Тот, глянув, посторонился. Я, вежливо извиняясь, лекарства купил.
Выпив их, дочурка заснула. Вроде не хрипло уже дышит. Уф, ну и денек!
И тут – ключ в замке зашуршал! Вот и гости! Я кинулся к двери… но побоялся открыть! Заорал что-то в прихожей. Потом запел! Там затихло. Пауза – и снова скрип. Я громко воду спустил! Это почему-то подействовало на него. Ушел? Только прилег с открытыми глазами – снова скрип в замке! Снова кинулся, повторил свой концерт. В промежутках сидел на кухне, записывал.
С сюжетами у меня не было перебоев.
Однажды я, гуляя в одиночестве по темному пустырю, промок и продрог, но возвращаться не хотел. Я шел и шел сквозь дождь, словно на что-то надеясь: вот, сейчас! Но что может случиться, сейчас или позже, на этом абсолютно безлюдном пустыре? И вдруг с порывом ветра мне на грудь, как птица из дождя к маяку, кинулась и прильнула мокрая газета. Я даже испугался такой точности: как она в этом темном пространстве нашла меня? И буквально прилипла к моей груди: не отлепишь. Несколько даже испуганный, я зашел в крайний подъезд.
Тусклая лампочка, батарея. Пар повалил от меня. Я осторожно отлепил от себя газету, внимательно ее разглядывал. Что-то хотела мне сообщить? Или – очередное издевательство жизни? Вся промокшая насквозь, темная, налившаяся водой, сквозь прозрачную первую страницу видна вторая, и обе не разобрать! И только отогнутый и потому не слипшийся нижний уголок можно было прочесть… Ага! Сердце заколотилось. Вот оно! 'Институт кинематографии в Москве… сценарный факультет… присылать рассказы… можно неопубликованные'.
Вернулся бодрый.
– Во – сегодня ты хороший! – обрадовалась жена.
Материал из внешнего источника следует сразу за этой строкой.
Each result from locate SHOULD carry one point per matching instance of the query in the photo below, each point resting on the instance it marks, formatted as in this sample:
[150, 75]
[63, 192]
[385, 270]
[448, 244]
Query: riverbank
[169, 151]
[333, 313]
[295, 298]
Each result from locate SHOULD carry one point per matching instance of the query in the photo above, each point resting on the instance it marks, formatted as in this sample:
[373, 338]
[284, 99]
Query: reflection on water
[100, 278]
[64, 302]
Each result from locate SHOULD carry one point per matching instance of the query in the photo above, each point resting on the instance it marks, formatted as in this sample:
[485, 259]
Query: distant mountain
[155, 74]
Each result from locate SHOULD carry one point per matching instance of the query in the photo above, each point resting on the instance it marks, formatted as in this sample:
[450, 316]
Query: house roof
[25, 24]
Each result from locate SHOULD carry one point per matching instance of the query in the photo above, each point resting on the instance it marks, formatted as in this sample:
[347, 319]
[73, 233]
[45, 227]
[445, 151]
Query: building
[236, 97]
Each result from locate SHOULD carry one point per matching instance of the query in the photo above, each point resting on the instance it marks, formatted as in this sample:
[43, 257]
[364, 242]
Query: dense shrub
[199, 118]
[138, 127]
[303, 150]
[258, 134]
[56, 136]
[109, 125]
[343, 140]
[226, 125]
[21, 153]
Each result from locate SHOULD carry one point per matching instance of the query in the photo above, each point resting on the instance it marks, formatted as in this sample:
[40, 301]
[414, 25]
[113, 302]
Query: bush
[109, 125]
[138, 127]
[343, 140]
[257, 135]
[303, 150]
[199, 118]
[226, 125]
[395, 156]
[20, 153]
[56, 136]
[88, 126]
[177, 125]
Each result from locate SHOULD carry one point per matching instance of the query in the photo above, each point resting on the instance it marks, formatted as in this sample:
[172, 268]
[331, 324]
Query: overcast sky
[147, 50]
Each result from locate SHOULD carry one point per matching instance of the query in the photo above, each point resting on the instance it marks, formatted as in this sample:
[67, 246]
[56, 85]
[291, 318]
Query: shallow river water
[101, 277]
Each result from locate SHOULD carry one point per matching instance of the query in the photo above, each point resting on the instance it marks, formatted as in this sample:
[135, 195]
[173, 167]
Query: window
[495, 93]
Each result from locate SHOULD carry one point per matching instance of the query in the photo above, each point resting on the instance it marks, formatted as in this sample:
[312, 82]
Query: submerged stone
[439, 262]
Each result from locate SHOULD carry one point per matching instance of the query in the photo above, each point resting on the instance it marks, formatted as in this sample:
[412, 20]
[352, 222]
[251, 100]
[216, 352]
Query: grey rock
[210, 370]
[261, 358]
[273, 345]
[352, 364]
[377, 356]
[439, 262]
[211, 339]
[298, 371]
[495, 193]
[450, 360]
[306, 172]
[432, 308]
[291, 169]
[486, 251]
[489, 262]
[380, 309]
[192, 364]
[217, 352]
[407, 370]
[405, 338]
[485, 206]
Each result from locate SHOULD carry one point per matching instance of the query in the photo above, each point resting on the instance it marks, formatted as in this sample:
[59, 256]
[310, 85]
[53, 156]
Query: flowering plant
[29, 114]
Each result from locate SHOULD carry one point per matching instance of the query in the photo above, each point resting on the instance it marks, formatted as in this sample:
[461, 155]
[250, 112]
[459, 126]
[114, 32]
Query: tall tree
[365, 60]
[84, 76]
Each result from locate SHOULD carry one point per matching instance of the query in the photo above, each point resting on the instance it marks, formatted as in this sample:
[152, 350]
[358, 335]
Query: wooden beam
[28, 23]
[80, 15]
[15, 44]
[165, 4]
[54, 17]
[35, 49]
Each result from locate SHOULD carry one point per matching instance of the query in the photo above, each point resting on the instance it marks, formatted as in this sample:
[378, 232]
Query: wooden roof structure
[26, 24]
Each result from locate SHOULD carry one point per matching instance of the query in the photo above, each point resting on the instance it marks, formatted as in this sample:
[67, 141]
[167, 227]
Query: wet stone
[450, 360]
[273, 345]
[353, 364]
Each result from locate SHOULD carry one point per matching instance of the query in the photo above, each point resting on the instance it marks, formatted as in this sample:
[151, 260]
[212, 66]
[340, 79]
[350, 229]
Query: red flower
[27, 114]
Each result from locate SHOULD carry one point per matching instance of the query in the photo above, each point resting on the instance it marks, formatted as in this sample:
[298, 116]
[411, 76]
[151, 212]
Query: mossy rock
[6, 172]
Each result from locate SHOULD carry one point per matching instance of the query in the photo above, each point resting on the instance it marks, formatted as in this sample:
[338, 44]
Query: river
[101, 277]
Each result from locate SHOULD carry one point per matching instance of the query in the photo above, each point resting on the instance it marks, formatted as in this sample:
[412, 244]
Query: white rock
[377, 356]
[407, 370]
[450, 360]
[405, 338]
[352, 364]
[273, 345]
Знала бы она, во что это выльется! Собрал рассказики мои, отослал.
'Приезжайте'. Первый ласковый в жизни ответ!
И – шесть лет! Шесть лет я туда ездил! Правда, только сессию сдавать, учась на заочном. Странный был этот Институт кинематографии, особенно после моего любимого ЛЭТИ каким-то диким показался. Учили там так: 'На грязной платформе стоит человек с лицом американского безработного. Мимо испуганно идет человек с лицом американского миллионера'. Точно знали там, на той 2-й
Сельскохозяйственной улице, какие у миллионеров лица и что они должны говорить! Школа наглости! Именно так это все и воспринимали.
Народ там учился лихой: почему-то большой был процент только что вышедших уголовников. Считалось, видимо, что им есть что сказать. И показать они кое-что умели. И как-то я там окреп. Обнаглел.
В свободные часы я писал рассказы. В основном это были гротески.
Быть мастером гротеска в нашей действительности очень легко – сама наша жизнь и стоит на этом. Например, вспоминаю похороны и поминки мачехи. Предлагается почтить минутой молчания память замечательной женщины, выдающегося селекционера. Потом, видимо, последует тост.
Полная тишина – и вдруг короткое, прерывистое бульканье. Кто-то, не выдержав паузы, торопливо 'набулькал' в рюмку. К скорби добавляется тихая усмешка, какой-то ветерок проносится по лицам. Жизнь продолжается, несмотря ни на что! Дороже всего стоит улыбка, появившаяся из глубины страдания. Гротеск – лучшая модель жизни.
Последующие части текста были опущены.